I doubt data usage will be an issue for you - I regularly use Netflix (which should have similar bandwidth requirements) and download a ton of other stuff, and I rarely break 100GB/month.

What I could see, however, is traffic shaping kicking in if you continuously max out the bandwidth allotted to you. While cable companies are good at promising data rates, actually using the promised rate seems only to work for so long.

Crappy ISPs (Hi, Time Warner!) in general I see as a huge issue for OnLive. If the ISPs screw up - and they regularly do - the average user will blame OnLive for that, not the ISP

Anonymous said...

"My ISP is Comcast cable, nominally providing 10 Gb/sec; I have seen it peak as high as 15 Gb/sec in spurts during downloads."

Are you sure that's not Mbps?

Greg Pfister said...

Ack! Embarassing typo. Thanks for the catch; I'll fix it.

(Not that I wouldn't mind 10 Gb/s...)

Anonymous said...

The issue with someone like Second Life moving to server-based rendering is that they would have to pay for a lot more computing capacity than they currently have. I don't know how things are for them these days, but at various points in SL's history a lack of servers has been a problem in various ways.

An economic model that might really make sense would be to carry the divorce between components even further: separate 1) the IO device (display, sound and input), 2) the player processing device (graphics rendering and some gameplay), and 3) the shared world processing (multiplayer interaction and some of the player processing). We'd have a common standard for this sort of thing of course so that we could have different vendors for all of these systems. Those of us with high-end systems at home could do 1) and 2) on the same machine; those of us without could do just 1) on our home machine and rent something to do 2) from someone running a server farm. (Ideally, it would be someone nearby.) 3) would remain with the game/software vendor, of course.

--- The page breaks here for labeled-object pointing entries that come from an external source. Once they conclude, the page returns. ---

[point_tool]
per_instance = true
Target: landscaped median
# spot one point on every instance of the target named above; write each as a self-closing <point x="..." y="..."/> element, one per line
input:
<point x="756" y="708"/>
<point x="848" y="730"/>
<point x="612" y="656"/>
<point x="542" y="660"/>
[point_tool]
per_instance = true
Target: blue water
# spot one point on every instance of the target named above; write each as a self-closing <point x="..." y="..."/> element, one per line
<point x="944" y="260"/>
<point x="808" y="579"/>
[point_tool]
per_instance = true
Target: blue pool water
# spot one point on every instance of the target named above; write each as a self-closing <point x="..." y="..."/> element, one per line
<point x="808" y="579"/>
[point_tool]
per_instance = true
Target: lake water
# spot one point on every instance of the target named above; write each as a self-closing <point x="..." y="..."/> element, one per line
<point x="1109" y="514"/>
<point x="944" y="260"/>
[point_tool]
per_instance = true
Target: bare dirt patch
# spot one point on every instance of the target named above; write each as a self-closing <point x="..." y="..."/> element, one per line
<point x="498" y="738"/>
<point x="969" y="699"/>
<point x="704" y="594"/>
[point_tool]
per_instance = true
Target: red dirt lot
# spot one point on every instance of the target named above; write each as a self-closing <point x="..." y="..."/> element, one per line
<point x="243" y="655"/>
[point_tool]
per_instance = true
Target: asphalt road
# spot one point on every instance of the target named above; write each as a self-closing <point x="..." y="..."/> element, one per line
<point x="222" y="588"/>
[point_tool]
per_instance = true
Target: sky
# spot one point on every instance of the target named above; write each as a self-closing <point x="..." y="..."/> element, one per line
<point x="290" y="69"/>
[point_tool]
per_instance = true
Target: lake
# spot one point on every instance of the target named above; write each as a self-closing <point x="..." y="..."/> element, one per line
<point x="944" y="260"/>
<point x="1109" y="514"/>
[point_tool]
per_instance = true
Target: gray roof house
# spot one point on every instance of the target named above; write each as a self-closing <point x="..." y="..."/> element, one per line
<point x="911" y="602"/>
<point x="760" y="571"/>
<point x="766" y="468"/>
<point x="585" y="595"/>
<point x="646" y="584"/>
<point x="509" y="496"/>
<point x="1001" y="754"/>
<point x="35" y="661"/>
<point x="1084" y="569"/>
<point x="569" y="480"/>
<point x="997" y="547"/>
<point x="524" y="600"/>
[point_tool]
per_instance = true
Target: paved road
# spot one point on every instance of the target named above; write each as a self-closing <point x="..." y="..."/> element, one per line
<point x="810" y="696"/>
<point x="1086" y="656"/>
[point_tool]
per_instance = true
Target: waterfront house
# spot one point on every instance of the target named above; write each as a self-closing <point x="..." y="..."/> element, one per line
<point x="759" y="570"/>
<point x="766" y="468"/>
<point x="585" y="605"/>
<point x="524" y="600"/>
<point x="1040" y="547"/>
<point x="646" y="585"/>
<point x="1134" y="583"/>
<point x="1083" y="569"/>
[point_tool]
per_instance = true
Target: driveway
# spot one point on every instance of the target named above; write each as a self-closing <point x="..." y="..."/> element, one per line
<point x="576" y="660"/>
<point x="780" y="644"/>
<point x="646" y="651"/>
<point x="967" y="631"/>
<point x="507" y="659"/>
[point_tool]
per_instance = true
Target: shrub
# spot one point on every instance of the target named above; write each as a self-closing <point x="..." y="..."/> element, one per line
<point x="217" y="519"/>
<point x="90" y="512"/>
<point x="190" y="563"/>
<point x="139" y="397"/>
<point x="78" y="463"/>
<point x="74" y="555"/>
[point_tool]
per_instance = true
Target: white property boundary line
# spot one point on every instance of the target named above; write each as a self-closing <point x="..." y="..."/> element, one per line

Of course, I wouldn't want to be the one to try to design such a beast.

Greg Pfister said...

Who am I to argue with someone involved in the "Tokyo Society for the Application of Currying"! I used to teach a course in Lambda Calculus when I was an Instructor at MIT back (way back) in the day. MIT EECS has always been goofy for Lisp & Lambda Calculus. When they weren't doing Dataflow, that is.

Frans Charming said...

Thanks for the review.

Btw, I think your issue with Assassins Creed II is likely a issue of the game. A lot of games nowadays are designed for consoles first and then are ported to the PC, often still using the console iconography. You would have to look in the options/key binding menu to see what those are. Depending if those are available on onLive.

Did you check for those? I wonder what would happen if you changed the screen ratio, or some other graphics settings.

I really hope Second Life will use technology like this, it will higher end graphics available to more.

Earlier today, it was mentioned in a meeting with SL devs, that 60% of it's users only have basic Intel motherboard graphics. Showing clearly that people with interest in SL are not hardcore gamers with corresponding hardcore machines. They could benefit greatly from tech like this, if it was cheap enough and/or is included in a premium account.